The elections take place on September 28. The Taliban appear keen to disrupt the elections. The Taliban have warned people to stay away from the polls and have said they would attack rallies.
The Kabul attack
The Kabul attack was near the center of the city and targeted a military recruitment center. Reportedly, 22 were killed and 38 wounded in the attack.

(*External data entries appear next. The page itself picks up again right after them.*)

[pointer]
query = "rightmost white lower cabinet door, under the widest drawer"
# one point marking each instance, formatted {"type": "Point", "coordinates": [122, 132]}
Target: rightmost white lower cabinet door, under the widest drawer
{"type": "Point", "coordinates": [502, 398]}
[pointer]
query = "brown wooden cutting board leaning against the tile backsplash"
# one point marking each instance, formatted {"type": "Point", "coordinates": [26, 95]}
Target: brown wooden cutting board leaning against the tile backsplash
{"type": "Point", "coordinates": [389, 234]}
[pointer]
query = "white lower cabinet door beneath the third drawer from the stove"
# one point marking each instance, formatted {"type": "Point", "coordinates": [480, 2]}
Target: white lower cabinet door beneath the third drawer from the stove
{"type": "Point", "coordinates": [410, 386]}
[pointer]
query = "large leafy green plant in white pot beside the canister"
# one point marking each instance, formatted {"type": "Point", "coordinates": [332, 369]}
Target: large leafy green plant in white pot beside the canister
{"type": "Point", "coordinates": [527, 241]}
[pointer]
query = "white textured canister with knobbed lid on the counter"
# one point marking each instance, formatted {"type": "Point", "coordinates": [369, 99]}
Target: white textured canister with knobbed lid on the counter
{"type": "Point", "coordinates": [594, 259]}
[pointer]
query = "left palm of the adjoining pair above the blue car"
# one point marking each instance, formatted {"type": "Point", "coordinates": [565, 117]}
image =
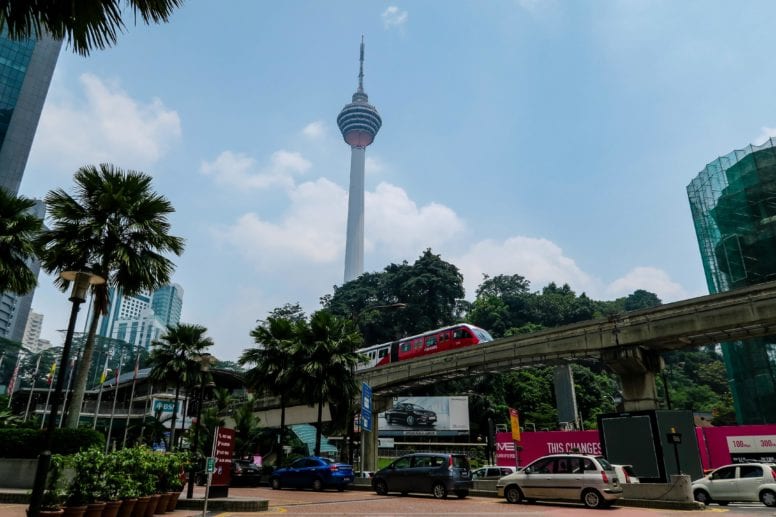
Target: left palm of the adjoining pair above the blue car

Of those killed 6 were members of the security forces.
The Taliban have claimed responsibility for both attacks. The group claimed that it had warned people away from the sites:"People were given warning. Do not take part in the puppet administration's election rallies, because all such gatherings are our military target. If, despite the warning, someone get hurt, they themselves are to blame."
Conclusions
Both the Taliban and the US had been keeping up attacks during recent peace talks. In spite of this the peace talks had progressed to the point where there was an agreement in principle. However, Trump rejected the peace agreement partly because of a Taliban attack that had killed a US soldier along with others. He declared the talks dead and promised to attack the Taliban even harder than ever.
The war has now lasted about 18 years. With rejection of the peace talks and none planned at present, the Taliban are increasing their attacks as the US does. 2019 is already the worst year for US casualties in some time. The New York Times in announcing the recent death of Sargent Jeremy Griffin said: "The soldier, who was killed while fighting alongside Afghan commandos in Wardak Province, is the 17th American service member to die during combat operations this year, the highest number of losses in a year since 2014, when the Pentagon announced the end of combat operations in Afghanistan." However, the US is no longer in a combat role but is mostly engaged in air missions so there will be relatively few US casualties. It is the Afghans themselves both security forces and civilians who will continue to be wounded and killed in large numbers as the war ramps up with no peace in sight.